The hell?
Every bottle of perfume I owned was scattered over my dressing table, half of them with the tops off and some of them leaking onto the wood. The drawer in front was also open and appeared to have been plundered. Since that was where I kept the makeup I rarely used, the super glittery stuff for evening, I felt my spine relax.
I doubted the fey had braved a brood of vampires, a bunch of witches, and some Pythian acolytes in order to raid my makeup drawer!
And then I knew they hadn’t, when I heard giggles.
The louvered door of my closet told the tale, of four little miscreants ready for Samhain, complete with a feathered boa, a flapper headdress, an old fashioned, cloche style hat, and more makeup than a bunch of drag queens.
I had to bite my lip—hard. Two of them had been in here a few days ago, following Augustine, my court designer, who had been carrying an armload of outfits and had left the door open. The dresses had spanned a number of eras, being part of a project to allow me to shift to other times without constantly bothering him for something to wear.
It hadn’t occurred to me at the time, but the spangles, laces, and unfamiliar fripperies must have looked like the costume box of the gods to a couple of awed little girls. Who had rounded up two more tiny burglars and somehow broken in here, when I had been assured that that was impossible. Wait until I told Pritkin that his so-powerful wards had been hacked—by four six-year-olds!
Or, more likely, the delinquents had simply followed Marco in here without him noticing, because they followed him everywhere. The younger initiates trailed him around like a bunch of goslings after a mother goose, finding the massive vamp—and the candy he kept in a pocket that he thought I didn’t know about—to be fascinating. He’d probably learned to tune them out by now.
A fact, it seemed, that they’d taken full advantage of.
I opened the door and just stood there for a moment, dissipating the Pythian power that I no longer needed, and crossing my arms. And waiting. It took a while.
They were very absorbed in their business, particularly with a pair of false eyelashes that they’d found with the makeup, but couldn’t seem to make work. One had glued her left eye shut with one of them, while another had a top lash affixed considerably below her right, like Alex from A Clockwork Orange. But she was kinder than her doppelganger; she was trying to help the other girl with her issue when she glanced up and saw me.
And froze.
The other two were experimenting with sparkly eyeshadow, and took a while longer to catch on, and the poor one-eyed one was the last to notice me, because she was getting increasingly frustrated with her new, pirate status. But she finally looked up, and suddenly it was all too much. She couldn’t see, her pretty new look had devolved into Captain Jack Sparrow, and now she was busted.
She burst into tears.
I went over, scooped her up, and looked down at the others, who hadn’t moved. I’d seen time spells that didn’t freeze people that thoroughly. But when I said “out”, they scrambled for the door like greyhounds after a rabbit, leaving the poor pirate behind.

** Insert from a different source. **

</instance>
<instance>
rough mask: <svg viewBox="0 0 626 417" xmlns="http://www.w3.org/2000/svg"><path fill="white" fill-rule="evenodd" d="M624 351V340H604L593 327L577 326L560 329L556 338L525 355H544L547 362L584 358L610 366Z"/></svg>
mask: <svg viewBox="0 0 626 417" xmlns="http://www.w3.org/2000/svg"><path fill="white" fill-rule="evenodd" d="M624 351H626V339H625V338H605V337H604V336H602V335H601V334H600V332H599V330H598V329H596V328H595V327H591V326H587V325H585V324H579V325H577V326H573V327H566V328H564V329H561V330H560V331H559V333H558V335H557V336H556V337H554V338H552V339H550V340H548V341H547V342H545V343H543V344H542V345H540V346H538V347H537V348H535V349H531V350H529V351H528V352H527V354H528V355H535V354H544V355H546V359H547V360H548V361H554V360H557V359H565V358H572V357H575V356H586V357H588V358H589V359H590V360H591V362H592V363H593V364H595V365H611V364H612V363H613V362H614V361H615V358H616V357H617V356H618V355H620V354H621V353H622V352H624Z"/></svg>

No honor among thieves, it seemed.
“Come on,” I told her. “Let’s get you fixed up.”
Some warm water managed to pry the eyelash loose without taking too many of her own along with it. And some chewing gum from my dressing table stopped the crying. It was nasty old spearmint, so I didn’t get a smile, but you can’t have everything.
“There,” I told her. “That’s better, now isn’t . . . it . . .”
My thoughts trailed off at the sight of her chubby palm, which I’d initially assumed had just gotten into the blush. But I didn’t have any blush that shade. And then I noticed a smear across my pretty new outfit, which showed up a lot better under the bathroom fluorescents than it had in the dim splash from the bedroom lamp.
Enough that I could see a fine spray of reddish brown all over me, like a thousand tiny freckles—courtesy of the fey, I assumed.
It looked like Marco’s nose hadn’t needed to work that hard, after all.
I licked my lips, then ran some warm water into the basin, and took a washcloth to the little girl’s hand. I’d just finished cleaning her up, and dragging my now blood-stained couture off her, when one of the acolytes rapped on the door. And then came bustling in, breathing apologies.
“Not a problem,” I heard myself say. “I just, uh, I have to take a bath. I have to take a bath right now.”
The woman said something I didn’t hear, and took the little girl off to join her friends. I shut the door behind her and leaned my back against it, and then sprang away—too late. The blood had smeared the white paint where my back had rested, forcing me to do yet another clean-up.
I stripped off the horror movie clothes and stood there in my bra and panties, looking at the ruined outfits on the sink. And recalling what Pritkin had said. “You could have simply shifted back in time and warned us.”
And I could have. It was what I’d been doing all month, to buy myself more time. It was almost automatic anymore.
So why hadn’t I done it?
I’d never given he and Jonas an explanation, except that I’d been too shocked to think straight. But that wasn’t really true, was it? I’d thought clearly enough to run back into Pritkin’s room and get the weapons. And to chase Lab Coat half a freaking mile to trigger the wards. And to realize that I could locate my attacker by smell, when I couldn’t see him.
There’d been no problem thinking about all of that, so what the hell?